Titre : La version qui n’intéresse personne
Auteur.ice : Emmanuelle Pierrot
Edition : 10/18
Date de parution : 06 mars 2025
Genre du livre : Roman
Emmanuelle Pierrot raconte le Yukon et la petite ville de Dawson, où Sacha et son meilleur ami Tom s’en vont s’exiler sur ces terres coupées du monde par les glaces durant l’hiver. Là-bas, après avoir adopté une chienne, Luna, ils vont intégrer un groupe de gens un peu punks, un peu rétifs à la société telle qu’elle se dessine au Canada, au Québec et ailleurs. Paradis artificiel cependant, tandis que Sacha va être rejetée du groupe et de la ville, comme un bouton qu’on veut percer au plus vite.

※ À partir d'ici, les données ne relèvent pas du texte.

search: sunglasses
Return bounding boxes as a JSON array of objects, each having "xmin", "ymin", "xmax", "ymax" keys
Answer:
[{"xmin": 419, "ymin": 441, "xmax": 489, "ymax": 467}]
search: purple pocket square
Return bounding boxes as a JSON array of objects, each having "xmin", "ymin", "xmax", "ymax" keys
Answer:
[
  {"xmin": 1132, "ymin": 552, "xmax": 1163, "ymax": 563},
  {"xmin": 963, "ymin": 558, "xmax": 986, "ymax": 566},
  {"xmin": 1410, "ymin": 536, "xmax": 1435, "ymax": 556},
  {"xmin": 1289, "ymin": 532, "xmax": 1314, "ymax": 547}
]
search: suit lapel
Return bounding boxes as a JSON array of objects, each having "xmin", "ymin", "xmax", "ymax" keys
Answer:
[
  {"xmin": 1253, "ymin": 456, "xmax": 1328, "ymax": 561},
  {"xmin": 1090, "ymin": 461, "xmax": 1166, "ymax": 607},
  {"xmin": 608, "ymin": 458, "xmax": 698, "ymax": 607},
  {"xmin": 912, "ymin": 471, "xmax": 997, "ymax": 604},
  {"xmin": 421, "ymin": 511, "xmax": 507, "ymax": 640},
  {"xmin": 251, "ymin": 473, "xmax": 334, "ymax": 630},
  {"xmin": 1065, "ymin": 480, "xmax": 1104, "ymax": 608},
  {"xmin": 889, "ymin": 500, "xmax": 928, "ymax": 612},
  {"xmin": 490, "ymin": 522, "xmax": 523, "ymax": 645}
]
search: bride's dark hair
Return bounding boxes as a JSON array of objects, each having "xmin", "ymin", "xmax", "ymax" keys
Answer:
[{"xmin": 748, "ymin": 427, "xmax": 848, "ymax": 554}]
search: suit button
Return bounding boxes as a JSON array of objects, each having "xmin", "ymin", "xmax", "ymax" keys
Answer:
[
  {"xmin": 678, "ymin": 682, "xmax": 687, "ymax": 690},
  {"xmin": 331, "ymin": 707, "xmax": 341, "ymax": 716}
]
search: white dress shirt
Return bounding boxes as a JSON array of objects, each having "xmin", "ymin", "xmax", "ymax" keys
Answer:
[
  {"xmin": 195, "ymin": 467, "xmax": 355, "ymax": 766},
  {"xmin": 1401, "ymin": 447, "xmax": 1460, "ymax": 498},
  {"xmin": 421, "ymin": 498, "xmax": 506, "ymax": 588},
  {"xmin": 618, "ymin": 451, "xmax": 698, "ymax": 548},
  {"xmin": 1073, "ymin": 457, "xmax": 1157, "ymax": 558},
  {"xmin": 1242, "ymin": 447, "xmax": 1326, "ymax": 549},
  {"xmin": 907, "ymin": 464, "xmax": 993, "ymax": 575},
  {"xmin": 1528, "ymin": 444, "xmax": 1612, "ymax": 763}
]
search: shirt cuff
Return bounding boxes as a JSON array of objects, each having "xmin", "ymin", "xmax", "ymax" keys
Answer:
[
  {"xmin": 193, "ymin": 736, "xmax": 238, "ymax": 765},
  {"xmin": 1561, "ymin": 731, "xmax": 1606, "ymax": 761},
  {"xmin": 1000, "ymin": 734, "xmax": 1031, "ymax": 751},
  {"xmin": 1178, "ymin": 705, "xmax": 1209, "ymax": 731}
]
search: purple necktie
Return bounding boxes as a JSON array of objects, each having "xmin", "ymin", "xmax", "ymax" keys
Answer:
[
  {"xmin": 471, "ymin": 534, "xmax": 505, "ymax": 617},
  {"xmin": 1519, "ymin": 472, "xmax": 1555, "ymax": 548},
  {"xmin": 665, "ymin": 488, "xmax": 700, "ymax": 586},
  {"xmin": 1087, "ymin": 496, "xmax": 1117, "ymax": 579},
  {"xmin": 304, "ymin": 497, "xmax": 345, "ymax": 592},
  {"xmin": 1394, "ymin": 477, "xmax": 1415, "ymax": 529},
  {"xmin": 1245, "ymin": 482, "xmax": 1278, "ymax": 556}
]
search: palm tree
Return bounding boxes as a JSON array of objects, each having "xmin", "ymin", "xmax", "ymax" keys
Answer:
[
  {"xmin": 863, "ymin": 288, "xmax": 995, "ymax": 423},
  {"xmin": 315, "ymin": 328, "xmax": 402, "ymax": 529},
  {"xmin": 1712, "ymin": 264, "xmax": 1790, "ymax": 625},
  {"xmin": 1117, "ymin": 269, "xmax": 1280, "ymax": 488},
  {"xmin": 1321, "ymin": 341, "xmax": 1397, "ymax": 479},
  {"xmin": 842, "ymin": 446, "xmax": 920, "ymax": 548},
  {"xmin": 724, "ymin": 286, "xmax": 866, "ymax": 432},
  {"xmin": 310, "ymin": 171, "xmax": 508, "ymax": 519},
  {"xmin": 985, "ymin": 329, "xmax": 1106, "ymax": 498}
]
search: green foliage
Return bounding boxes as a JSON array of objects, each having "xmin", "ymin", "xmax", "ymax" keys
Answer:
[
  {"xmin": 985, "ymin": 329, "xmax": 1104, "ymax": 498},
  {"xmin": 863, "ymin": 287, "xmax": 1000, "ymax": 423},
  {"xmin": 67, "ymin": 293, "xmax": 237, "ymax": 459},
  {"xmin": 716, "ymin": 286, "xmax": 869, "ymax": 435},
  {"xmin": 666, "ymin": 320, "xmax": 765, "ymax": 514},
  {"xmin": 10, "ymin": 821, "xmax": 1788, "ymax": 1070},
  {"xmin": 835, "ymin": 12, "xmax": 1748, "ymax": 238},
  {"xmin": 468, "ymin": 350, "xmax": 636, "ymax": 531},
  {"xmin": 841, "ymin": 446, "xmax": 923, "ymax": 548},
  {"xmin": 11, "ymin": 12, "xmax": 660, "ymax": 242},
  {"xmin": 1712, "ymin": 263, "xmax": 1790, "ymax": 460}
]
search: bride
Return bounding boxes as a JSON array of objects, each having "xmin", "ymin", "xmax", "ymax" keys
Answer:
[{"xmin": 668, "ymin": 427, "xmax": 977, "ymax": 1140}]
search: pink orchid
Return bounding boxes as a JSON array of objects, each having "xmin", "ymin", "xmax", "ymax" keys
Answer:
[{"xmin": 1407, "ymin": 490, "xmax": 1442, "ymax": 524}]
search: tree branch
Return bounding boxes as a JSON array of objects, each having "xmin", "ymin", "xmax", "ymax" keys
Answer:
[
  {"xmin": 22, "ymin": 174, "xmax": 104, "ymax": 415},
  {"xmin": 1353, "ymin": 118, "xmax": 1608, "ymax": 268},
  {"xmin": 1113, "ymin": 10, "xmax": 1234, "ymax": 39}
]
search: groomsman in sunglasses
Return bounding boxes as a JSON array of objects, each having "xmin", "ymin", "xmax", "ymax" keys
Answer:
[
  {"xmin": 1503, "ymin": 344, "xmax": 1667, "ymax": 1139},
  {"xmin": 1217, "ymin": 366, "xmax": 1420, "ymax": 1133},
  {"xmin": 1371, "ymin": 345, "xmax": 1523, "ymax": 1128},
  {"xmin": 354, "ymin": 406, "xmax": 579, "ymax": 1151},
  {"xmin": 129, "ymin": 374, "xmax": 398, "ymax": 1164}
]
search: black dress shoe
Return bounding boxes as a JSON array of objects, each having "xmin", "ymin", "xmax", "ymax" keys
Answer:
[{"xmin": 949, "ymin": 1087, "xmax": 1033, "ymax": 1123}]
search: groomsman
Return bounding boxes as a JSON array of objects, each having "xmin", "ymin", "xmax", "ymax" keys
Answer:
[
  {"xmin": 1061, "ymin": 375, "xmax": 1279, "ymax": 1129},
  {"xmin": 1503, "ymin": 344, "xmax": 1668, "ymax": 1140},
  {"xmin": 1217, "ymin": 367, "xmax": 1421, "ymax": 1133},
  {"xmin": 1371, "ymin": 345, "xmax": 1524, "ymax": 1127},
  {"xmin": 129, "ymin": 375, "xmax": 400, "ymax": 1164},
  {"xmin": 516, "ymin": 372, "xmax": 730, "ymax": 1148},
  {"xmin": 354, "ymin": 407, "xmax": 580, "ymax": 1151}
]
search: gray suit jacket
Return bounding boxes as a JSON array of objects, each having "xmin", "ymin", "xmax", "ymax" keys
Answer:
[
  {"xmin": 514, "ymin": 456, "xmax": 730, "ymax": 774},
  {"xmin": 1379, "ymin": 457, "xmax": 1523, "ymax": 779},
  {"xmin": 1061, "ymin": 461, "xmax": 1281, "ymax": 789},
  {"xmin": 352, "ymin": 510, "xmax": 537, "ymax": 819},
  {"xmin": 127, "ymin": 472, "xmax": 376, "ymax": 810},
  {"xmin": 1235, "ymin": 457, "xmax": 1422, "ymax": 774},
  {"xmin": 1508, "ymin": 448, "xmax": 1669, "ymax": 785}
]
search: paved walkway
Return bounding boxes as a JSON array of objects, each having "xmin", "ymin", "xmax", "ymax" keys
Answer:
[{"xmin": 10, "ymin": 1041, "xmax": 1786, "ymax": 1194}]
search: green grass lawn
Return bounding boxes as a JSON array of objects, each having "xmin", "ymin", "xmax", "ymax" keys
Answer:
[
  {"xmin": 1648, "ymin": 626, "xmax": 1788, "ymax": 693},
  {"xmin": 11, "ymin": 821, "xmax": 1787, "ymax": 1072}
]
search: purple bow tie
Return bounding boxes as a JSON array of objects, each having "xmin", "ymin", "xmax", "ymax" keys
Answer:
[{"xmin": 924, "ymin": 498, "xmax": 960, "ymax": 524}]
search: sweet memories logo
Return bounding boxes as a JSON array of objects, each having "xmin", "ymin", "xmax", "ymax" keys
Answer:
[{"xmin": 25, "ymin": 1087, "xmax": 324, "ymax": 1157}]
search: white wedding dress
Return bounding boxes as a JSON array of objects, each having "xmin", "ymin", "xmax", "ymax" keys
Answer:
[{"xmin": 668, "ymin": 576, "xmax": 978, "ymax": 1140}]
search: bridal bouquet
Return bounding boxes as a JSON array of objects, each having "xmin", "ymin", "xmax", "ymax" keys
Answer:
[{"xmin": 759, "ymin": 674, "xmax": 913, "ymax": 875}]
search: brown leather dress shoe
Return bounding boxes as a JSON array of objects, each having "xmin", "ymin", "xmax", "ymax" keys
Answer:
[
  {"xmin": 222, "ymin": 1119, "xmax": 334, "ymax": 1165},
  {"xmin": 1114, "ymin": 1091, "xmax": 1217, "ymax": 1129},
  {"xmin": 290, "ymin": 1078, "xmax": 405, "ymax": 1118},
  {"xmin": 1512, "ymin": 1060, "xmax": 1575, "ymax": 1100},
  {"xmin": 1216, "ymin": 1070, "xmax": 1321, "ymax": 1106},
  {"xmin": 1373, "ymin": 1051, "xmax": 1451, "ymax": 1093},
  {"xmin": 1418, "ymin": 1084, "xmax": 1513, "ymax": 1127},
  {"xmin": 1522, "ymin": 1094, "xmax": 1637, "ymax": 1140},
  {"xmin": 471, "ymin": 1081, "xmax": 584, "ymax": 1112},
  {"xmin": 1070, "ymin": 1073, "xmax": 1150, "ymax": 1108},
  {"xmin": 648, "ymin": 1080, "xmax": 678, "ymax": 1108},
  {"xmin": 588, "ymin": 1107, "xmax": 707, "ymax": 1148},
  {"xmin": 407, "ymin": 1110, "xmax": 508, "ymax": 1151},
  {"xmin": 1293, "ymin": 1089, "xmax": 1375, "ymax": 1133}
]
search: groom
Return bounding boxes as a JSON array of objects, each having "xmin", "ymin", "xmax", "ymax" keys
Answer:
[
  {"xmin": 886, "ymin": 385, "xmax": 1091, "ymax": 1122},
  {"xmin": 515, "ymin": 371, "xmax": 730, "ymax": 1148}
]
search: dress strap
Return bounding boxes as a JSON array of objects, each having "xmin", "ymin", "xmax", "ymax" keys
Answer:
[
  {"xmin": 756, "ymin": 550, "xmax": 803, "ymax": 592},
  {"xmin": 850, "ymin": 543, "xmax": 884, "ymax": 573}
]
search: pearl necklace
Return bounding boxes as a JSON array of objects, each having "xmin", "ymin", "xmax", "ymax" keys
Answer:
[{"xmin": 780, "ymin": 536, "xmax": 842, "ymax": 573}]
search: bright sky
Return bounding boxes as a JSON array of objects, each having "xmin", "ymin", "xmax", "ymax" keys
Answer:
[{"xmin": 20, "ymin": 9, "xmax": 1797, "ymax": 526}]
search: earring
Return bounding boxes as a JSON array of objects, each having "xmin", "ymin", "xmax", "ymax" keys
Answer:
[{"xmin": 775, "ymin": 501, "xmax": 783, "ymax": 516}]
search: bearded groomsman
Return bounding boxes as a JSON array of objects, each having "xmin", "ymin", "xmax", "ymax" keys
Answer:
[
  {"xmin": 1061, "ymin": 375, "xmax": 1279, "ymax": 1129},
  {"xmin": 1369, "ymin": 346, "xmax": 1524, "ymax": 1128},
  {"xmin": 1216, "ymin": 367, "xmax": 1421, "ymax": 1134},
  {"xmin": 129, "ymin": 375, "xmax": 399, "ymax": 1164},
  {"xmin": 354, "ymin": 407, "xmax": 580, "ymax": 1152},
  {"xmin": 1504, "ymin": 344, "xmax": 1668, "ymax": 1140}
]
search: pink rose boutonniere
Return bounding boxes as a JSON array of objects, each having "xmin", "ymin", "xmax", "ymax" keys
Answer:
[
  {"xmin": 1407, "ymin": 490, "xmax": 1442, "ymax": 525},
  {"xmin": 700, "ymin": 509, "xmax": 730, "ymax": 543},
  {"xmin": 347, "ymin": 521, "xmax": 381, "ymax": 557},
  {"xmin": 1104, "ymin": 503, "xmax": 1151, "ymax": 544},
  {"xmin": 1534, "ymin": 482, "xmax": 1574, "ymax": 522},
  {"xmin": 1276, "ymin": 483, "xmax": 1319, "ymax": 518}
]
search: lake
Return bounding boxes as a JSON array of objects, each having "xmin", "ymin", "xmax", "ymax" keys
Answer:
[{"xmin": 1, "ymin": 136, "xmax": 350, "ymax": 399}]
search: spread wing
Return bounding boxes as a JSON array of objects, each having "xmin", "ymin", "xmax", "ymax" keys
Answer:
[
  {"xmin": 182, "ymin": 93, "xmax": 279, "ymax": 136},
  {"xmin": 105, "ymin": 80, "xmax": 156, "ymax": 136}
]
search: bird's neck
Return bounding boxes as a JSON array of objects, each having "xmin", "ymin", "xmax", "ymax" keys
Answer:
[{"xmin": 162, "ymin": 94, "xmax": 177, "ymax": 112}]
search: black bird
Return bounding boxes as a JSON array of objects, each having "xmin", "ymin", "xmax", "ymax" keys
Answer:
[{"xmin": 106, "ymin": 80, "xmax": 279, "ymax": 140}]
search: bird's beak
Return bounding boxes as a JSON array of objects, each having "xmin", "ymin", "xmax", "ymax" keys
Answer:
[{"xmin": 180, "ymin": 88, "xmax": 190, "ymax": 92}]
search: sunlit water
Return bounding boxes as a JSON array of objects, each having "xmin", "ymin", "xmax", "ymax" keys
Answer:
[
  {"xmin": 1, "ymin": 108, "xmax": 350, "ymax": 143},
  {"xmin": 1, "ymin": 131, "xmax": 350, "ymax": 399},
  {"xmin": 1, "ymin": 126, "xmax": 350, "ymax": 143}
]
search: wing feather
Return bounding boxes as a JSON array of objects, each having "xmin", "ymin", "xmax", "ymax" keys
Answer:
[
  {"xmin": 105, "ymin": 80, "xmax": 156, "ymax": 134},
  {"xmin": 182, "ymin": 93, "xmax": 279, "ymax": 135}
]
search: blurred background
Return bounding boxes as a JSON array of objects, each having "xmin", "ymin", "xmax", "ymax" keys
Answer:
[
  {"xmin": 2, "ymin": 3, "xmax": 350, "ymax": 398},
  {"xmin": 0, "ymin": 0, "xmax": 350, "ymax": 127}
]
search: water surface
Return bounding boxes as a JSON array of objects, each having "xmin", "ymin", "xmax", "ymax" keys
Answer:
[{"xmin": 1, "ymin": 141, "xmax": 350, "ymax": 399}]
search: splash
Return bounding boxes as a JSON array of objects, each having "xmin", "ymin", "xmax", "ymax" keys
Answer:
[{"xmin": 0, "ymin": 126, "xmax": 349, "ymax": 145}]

Pierrot a vécu de multiples vies. Comme Sacha, elle vient de Montréal, a vécu à Dawson City. Sacha est guide et vit au jour le jour d’alcool, de drogues, de baise, de Seigneurs des Anneaux regardés en boucle avec Tom. Dans cette « communauté », le suicide est une ritournelle, tant il est présent, dans les conversations, les esprits, les faits. Le monde n’offre aucune perspective alléchante alors ils et elles travaillent durant la haute saison, quand les touristes affluent, avant de se la couler douce et de ne s’inquiéter de rien (d’autres que de boire, se droguer, baiser, promener dans les bois et regarder des vidéos) le reste de l’année.
Faisant mention de Kerouac dans ses pages, l’auteur de Sur la route dont la mère était québécoise est indéniablement présent ici. Pierrot raconte d’innombrables scènes de défonce, avec cet accent québécois qu’on devine et lit, et même si elles se répètent, on n’a jamais la sensation de s’ennuyer. Elle décrit cette réalité choisie, la seule vivable : vivre de menus expédients et ne rien attendre du monde. S’extasier pour et avec sa chienne Luna.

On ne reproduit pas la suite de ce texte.